Beneath this lies an older belief: that the legal system is designed for lawyers, and that people who appear without counsel are exceptions to be managed rather than rights‑holders entitled to full constitutional protection. When self‑represented litigants are viewed as burdens, not participants, it becomes easier for the system to justify optional accommodations. The structure remains intact, and the responsibility for navigating it is shifted onto the individual. This method of dealing with SRLs was established a long time ago when an SRL appeared only occasionally. Now with 75% of cases having one SRL, it is time for change, but they are too comfortable doing things the same old way.
Electing the language of Rule 2.2 (B)’s “may” is a perfect example of how institutions protect themselves. It allows the judiciary to claim support for access to justice while ensuring that nothing changes in practice. The appearance of neutrality is preserved, but the underlying inequities remain untouched. A Commission would disrupt that equilibrium by exposing patterns that the system prefers to treat as isolated incidents, patterns of inconsistent rulings, disparate treatment, and predictable disadvantages for those without counsel.
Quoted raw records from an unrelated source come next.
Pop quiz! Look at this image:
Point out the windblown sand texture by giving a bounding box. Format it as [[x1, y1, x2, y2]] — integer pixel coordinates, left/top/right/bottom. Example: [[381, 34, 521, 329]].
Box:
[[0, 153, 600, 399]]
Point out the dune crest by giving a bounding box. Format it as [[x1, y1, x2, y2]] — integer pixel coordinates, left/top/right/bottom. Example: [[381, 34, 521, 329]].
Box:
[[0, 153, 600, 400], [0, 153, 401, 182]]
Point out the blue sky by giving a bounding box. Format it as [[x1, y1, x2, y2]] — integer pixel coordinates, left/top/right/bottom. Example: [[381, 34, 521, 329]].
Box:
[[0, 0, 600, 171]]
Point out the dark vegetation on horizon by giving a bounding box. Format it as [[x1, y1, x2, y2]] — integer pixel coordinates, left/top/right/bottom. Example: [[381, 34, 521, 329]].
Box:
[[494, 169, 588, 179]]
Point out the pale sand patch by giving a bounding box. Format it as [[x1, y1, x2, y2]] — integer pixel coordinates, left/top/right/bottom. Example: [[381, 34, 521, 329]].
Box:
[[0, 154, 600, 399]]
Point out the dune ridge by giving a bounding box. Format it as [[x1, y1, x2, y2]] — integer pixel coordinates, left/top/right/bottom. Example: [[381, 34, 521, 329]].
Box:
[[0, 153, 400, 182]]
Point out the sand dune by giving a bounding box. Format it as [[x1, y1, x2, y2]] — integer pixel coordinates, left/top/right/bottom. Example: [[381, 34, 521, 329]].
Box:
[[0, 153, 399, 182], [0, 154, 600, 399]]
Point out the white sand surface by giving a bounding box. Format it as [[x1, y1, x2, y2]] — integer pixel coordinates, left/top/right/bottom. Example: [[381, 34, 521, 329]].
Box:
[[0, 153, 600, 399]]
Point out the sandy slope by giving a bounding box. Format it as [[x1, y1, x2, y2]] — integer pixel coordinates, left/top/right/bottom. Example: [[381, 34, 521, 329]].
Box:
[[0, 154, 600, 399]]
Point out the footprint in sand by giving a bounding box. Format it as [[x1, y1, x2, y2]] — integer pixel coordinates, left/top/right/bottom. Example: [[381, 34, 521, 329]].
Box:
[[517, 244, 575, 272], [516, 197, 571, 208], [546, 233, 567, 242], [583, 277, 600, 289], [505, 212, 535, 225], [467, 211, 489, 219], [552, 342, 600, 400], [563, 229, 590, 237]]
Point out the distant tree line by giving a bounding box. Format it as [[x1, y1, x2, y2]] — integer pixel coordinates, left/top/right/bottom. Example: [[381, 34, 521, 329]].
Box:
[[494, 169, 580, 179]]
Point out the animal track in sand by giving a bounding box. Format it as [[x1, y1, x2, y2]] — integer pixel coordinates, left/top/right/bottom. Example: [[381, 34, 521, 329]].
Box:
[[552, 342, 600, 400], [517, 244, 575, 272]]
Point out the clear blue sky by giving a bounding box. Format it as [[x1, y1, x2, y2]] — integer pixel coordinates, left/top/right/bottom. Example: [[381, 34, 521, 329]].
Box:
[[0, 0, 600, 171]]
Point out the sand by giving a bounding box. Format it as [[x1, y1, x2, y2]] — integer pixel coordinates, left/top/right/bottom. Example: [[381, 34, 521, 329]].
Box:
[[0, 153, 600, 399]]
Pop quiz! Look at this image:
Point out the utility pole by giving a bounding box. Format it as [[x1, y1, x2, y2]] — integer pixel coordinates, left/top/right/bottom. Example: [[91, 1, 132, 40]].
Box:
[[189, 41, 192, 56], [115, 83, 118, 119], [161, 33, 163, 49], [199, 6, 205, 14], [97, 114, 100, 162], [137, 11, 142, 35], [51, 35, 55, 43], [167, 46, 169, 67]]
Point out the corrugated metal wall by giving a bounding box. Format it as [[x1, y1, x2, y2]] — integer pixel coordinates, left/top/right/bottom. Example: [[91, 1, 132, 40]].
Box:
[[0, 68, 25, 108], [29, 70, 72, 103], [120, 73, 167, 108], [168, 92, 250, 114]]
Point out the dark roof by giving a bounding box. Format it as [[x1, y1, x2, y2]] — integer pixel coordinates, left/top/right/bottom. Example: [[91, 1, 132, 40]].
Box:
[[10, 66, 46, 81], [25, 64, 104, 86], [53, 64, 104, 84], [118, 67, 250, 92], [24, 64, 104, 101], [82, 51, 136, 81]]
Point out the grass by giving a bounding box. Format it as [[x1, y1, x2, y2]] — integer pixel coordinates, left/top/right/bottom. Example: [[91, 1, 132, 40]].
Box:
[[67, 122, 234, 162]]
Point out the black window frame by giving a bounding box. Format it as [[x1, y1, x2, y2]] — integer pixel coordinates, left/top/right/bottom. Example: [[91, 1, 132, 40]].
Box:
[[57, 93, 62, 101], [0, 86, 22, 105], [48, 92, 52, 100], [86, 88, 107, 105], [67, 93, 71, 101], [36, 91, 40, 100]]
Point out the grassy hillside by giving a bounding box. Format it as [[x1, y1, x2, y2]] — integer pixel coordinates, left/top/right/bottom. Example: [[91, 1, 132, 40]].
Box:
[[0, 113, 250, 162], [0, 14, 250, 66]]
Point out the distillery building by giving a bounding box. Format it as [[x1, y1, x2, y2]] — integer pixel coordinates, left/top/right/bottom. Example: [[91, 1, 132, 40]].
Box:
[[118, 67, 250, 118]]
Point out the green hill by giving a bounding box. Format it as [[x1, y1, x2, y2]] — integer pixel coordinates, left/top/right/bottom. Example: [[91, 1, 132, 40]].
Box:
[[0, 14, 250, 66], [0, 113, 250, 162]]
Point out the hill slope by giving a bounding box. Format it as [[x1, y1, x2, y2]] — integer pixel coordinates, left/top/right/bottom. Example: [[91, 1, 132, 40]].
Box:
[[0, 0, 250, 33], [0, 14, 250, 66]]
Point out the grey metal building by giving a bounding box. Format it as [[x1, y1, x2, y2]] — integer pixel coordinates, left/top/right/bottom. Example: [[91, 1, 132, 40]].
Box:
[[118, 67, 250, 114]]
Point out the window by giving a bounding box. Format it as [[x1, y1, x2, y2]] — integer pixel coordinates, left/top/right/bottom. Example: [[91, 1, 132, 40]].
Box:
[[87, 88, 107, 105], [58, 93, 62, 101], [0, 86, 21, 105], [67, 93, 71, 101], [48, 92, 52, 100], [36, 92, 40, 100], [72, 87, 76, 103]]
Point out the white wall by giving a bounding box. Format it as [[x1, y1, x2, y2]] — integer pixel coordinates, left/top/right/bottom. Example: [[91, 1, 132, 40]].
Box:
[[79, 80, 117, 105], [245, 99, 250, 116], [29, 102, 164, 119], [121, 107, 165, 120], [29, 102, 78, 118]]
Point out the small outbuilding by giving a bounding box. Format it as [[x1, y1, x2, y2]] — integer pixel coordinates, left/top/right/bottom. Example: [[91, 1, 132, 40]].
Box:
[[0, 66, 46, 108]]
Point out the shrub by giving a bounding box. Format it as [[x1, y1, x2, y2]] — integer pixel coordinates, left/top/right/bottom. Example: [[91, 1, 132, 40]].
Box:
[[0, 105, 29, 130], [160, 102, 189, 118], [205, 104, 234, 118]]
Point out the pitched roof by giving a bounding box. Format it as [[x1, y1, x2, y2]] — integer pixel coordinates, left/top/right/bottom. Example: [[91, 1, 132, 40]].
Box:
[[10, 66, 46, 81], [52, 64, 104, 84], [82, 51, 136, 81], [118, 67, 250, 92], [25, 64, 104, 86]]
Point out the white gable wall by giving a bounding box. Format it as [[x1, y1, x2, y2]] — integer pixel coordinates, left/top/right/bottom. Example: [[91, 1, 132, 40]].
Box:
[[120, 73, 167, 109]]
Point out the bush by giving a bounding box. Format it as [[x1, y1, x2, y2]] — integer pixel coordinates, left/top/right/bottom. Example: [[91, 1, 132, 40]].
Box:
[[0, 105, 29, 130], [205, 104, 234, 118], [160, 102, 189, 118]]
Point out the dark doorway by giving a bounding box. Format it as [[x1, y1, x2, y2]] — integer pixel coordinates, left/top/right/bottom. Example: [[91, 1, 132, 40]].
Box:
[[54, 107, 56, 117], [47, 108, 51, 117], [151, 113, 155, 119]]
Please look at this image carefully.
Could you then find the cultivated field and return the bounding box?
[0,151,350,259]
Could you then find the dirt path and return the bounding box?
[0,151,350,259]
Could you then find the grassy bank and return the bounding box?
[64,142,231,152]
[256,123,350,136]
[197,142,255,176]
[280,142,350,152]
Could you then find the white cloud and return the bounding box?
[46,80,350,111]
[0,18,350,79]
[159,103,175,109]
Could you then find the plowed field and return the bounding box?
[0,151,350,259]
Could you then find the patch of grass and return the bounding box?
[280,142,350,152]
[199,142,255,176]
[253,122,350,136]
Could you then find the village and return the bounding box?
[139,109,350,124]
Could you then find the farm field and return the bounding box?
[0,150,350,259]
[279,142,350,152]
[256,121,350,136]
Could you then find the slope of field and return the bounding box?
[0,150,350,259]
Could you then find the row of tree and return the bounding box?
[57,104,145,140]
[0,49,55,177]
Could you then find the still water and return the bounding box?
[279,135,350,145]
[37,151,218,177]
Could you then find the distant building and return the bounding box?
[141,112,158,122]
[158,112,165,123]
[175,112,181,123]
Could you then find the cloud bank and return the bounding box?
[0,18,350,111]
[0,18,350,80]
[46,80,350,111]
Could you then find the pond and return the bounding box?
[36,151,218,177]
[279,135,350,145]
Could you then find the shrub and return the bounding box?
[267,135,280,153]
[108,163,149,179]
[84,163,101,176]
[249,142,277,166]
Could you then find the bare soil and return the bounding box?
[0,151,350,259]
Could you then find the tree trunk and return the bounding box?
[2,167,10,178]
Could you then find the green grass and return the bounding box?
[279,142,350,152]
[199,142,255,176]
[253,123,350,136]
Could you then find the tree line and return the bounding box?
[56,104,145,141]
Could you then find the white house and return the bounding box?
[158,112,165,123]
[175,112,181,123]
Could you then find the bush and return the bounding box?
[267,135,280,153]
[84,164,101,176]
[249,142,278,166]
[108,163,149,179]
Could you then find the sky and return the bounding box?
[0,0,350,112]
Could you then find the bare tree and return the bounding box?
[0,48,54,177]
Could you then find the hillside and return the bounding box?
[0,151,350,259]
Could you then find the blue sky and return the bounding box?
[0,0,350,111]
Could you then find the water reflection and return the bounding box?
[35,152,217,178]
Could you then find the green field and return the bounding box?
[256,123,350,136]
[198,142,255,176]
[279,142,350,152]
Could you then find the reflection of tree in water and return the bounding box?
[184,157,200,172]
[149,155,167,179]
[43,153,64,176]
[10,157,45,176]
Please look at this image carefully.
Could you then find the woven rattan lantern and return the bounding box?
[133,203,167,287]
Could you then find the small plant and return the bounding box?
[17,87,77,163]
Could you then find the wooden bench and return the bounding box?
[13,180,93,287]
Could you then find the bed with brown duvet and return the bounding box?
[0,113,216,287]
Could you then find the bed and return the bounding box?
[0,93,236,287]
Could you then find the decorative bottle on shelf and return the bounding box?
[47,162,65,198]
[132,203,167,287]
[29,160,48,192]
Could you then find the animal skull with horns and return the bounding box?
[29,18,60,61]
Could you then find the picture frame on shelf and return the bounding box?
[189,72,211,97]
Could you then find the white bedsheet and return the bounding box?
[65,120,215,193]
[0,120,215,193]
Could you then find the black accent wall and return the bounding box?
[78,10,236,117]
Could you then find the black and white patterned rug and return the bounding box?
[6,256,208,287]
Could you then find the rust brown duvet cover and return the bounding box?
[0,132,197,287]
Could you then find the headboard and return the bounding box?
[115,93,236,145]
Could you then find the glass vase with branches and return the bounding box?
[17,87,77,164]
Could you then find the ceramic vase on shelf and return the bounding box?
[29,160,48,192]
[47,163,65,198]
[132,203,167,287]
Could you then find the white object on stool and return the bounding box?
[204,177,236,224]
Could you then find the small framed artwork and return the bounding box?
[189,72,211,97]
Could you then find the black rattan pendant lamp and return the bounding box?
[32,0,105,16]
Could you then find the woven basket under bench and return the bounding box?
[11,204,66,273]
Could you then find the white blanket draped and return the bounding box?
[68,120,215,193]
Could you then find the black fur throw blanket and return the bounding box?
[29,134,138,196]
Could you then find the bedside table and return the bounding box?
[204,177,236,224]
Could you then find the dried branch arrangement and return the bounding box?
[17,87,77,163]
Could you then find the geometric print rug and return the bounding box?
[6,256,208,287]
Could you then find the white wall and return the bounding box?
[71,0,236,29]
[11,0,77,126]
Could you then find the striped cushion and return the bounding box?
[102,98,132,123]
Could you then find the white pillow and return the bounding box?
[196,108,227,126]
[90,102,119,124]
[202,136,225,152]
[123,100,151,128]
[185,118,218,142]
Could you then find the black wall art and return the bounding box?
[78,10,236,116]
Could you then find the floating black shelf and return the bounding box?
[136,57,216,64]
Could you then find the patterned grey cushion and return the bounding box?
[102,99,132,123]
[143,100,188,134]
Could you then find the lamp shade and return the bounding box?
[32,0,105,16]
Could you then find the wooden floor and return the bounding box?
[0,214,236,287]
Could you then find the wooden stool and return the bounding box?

Once those patterns are documented, they cannot be dismissed as anecdotal.
There is also a quieter, practical fear: real accommodations require real change. They require clearer procedures, more transparent reasoning, and less reliance on informal, judge‑by‑judge practices. For a system used to complete control, this feels like an administrative burden. But constitutional rights are not optional because they are inconvenient.
In a small legal community like Rhode Island’s, these dynamics are amplified. Relationships are close, hierarchies are entrenched, and institutional self‑protection becomes personal as well as structural. Independence is disruptive in a system built on familiarity.
At the heart of the intransigence is a truth the judiciary has not wanted to confront: if the system acknowledges that self‑represented litigants are being denied due process and equal protection, it must also acknowledge that the courts themselves are responsible. That is the kind of accountability institutions resist most fiercely—not because they are malicious, but because acknowledging structural harm requires changing the structure itself.